From: Benjamin Herrenschmidt <benh@kernel.crashing.org>
To: kvm@vger.kernel.org
Cc: "Adam, Mahmoud" <mngyadam@amazon.de>
Subject: Re: [RFC PATCH 0/9] vfio: Introduce mmap maple tree
Date: Thu, 07 Aug 2025 18:13:07 +1000 [thread overview]
Message-ID: <431011ca82cd7db46a704b43f122f845af0d26f1.camel@kernel.crashing.org> (raw)
In-Reply-To: <20250806115224.GB377696@ziepe.ca>
Re-sending with the list this time. Also I've fixed my email so back to
benh@kernel.crashing.org :)
1. On Wed, 2025-08-06 at 08:52 -0300, Jason Gunthorpe wrote:
>
>
> On Tue, Aug 05, 2025 at 10:19:29PM +0000, Herrenschmidt, Benjamin
> wrote:
> >
> > Right, that's my main objection here too. The way I see things is
> > that
> > we are somewhat conflating two different issues:
> >
> > * Wanting to change the index -> offset "cooking" mapping to
> > create a
> > more dense cookie space
> >
> > * Wanting to define attributes for mappings...
>
> I don't think that is right. The first is, yes, creating more dense
> cookie space which I think we need to do the second item, which is
> really 'add 2x more cookies, or maybe more'.
Hrm... the end *goal* is to define attribute for mappings. This whole
conversation is "we want to map things WC". "defining more cookies" is
a possible *how* here.
The reason I don't like presenting it that way is that you conflate
what we are trying to achieve with an implementation detail.
By defining more cookies, what you mean is creating multiple cookies
pointing to the same physical regions with different mapping
attributes, correct ? This is very similar to my sub-region idea in
practice I think unless I misunderstand.
> One of the things we want to do with more cookies is to create unique
> cookies for WC mmap requests.
Well, we want to be able to WC map. Introducing "more cookies" again is
just one way to get there. How do you create those cookies ? Upon
request or each region automatically gets multiple with different
attributes ? Do they represent entire regions or subsets ? etc...
Here too, I'd rather we start from a clear idea of the actual UAPI we
want, then we can look at how it gets plumbed under the hood.

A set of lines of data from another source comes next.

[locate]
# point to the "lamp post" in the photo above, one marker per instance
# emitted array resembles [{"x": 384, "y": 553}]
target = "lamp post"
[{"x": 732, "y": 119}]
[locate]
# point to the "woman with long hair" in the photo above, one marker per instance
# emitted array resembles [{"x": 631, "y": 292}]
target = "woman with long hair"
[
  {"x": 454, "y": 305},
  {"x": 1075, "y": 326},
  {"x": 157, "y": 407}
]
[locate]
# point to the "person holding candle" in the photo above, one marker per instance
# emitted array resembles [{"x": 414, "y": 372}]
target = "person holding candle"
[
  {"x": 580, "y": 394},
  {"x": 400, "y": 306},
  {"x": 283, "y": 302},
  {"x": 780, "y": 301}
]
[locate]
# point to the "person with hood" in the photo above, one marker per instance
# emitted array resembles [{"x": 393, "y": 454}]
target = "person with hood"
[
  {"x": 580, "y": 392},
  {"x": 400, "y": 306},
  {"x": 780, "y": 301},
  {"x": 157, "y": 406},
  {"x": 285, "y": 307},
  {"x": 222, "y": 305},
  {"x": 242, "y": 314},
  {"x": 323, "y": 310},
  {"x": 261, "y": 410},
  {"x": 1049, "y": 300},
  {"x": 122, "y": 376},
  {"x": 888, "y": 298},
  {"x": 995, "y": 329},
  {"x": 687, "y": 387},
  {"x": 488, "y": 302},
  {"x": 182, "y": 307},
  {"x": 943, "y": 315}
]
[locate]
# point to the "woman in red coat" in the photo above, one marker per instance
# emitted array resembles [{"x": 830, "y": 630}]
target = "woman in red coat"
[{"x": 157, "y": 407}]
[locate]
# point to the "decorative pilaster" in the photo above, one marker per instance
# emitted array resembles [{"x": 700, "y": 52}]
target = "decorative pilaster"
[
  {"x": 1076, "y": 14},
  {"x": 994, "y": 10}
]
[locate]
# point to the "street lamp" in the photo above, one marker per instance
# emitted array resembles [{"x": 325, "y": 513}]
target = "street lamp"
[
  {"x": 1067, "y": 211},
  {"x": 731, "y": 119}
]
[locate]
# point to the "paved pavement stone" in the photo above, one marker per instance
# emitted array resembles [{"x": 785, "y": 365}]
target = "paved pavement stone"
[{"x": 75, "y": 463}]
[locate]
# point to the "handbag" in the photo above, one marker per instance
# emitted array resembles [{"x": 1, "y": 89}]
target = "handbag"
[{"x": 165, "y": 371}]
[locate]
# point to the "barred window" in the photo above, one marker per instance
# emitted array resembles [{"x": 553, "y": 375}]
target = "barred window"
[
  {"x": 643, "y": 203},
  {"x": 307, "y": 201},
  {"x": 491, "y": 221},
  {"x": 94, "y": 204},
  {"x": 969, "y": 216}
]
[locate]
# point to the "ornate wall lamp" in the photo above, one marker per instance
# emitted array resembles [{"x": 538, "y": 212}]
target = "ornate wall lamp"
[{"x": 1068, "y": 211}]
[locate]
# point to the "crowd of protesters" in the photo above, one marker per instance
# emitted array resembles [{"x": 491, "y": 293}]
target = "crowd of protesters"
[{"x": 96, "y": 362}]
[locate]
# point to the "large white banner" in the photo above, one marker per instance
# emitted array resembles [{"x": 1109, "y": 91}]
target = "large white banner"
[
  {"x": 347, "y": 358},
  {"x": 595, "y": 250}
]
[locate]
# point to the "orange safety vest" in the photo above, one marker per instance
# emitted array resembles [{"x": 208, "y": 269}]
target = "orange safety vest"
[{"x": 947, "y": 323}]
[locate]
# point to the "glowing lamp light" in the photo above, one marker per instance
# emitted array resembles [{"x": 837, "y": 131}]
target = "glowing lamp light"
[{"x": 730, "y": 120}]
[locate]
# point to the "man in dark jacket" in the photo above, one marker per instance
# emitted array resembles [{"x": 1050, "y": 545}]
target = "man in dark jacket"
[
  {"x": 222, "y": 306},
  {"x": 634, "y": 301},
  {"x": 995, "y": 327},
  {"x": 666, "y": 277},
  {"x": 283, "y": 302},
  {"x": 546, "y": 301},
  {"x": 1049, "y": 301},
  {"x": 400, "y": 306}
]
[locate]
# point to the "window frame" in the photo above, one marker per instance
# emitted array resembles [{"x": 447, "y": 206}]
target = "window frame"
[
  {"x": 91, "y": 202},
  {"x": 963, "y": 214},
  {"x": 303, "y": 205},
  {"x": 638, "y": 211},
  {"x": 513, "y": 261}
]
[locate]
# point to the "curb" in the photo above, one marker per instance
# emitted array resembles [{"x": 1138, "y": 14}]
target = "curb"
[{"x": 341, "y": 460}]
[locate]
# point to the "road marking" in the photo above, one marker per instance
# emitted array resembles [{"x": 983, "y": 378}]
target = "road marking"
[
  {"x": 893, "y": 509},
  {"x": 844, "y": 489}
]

> I'm not convinced we should try to introduce more cookies without
> improving the infrastructure. It is already pretty weak, I think
> trying to mangle the indexes or something "clever" would result in
> something even harder to maintain even if it might be less patches to
> write in the first place.
VFIO-pci already allocates dynamic indexes but yes, I don't disagree
that cleaning up the infrastructure first is a good idea. However, I
would prefer if we had a clearer idea of the end goal first,
specifically the details/shape of the UAPI and underlying structure
*before* we start hacking at this all.
> > * What I originally proposed ages ago when we discussed it at LPC
> > which is to have an ioctl to create "subregions" of a region with
> > different attributes. This means creating a new index (and a new
> > corresponding "cookie") that represents a portion of an existing
> > region
> > with a different attribute set to be later used by mmap.
>
> I never liked this, and it is still creating more cookies but now
> with
> weird hacky looking uapi.
"weird hacky looking" isn't a great way of understanding your
objections :-) Yes, it's a bit more complicated, it allows to break
down BARs basically into sub-regions with different attributes which is
fairly close to what users really want to do, but it does complexify
the UAPI a bit.
That said I'm not married to the idea, I just don't completely
understand the alternative you are proposing...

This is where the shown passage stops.